Yeah, I know this thread is old, but I believe I've found a benefit to Ram Drives that will be useful to some people. Those with newer Nvida gfx cards will have access to ShadowPlay (or whatever they're calling it now) to record their game sessions. I haven't done any benchmarking, but I think it safe to assume that recording video in real-time while playing triple A titles, especially at 4k resolutions, is going to demand a lot from your HD or SDD. So I've set mine up so that the temp files, which are the real-time recordings, use a Ram Disk. When you're done recording, ShadowPlay copies the temp files to a different (permanent) location of your choosing. I use the MSI Ramdisk that was developed for my class of motherboard. I have 32gb of mem clocked at 3,000mhz, so I set the Ram Disk to use 6gb and so far it's working like a charm.


----------



## jboydgolfer (Dec 8, 2016)

no.not really. everyone i have known who tries it out, ends up saying the same things after a week or so...."i disabled/uninstalled it, i just got tired of it after a while."especially if you have an SSD.


----------



## Ikaruga (Dec 9, 2016)

Raybo58 said:


> Yeah, I know this thread is old, but I believe I've found a benefit to Ram Drives that will be useful to some people. Those with newer Nvida gfx cards will have access to ShadowPlay (or whatever they're calling it now) to record their game sessions. I haven't done any benchmarking, but I think it safe to assume that recording video in real-time while playing triple A titles, especially at 4k resolutions, is going to demand a lot from your HD or SDD. So I've set mine up so that the temp files, which are the real-time recordings, use a Ram Disk. When you're done recording, ShadowPlay copies the temp files to a different (permanent) location of your choosing. I use the MSI Ramdisk that was developed for my class of motherboard. I have 32gb of mem clocked at 3,000mhz, so I set the Ram Disk to use 6gb and so far it's working like a charm.

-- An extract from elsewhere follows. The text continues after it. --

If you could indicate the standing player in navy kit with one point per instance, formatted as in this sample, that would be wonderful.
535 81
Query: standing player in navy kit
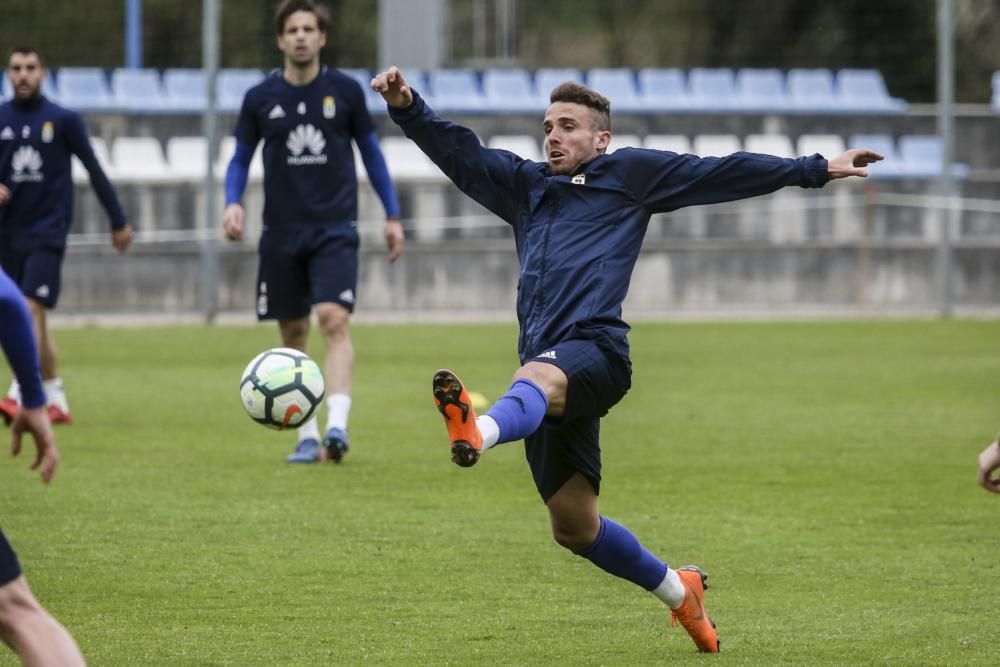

I wonder how many Mbps / sec do you need, because I found SSDs to be up to the job and fine for recording with Shadowplay.


----------



## Raybo58 (Dec 9, 2016)

jboydgolfer said:


> no.not really. everyone i have known who tries it out, ends up saying the same things after a week or so...."i disabled/uninstalled it, i just got tired of it after a while."especially if you have an SSD.



Is it possible that "Everyone you have known" were unable to conceive of any practical applications? "Getting tired" of something doesn't really give us any useful information. I just elaborated on a situation where it works beautifully.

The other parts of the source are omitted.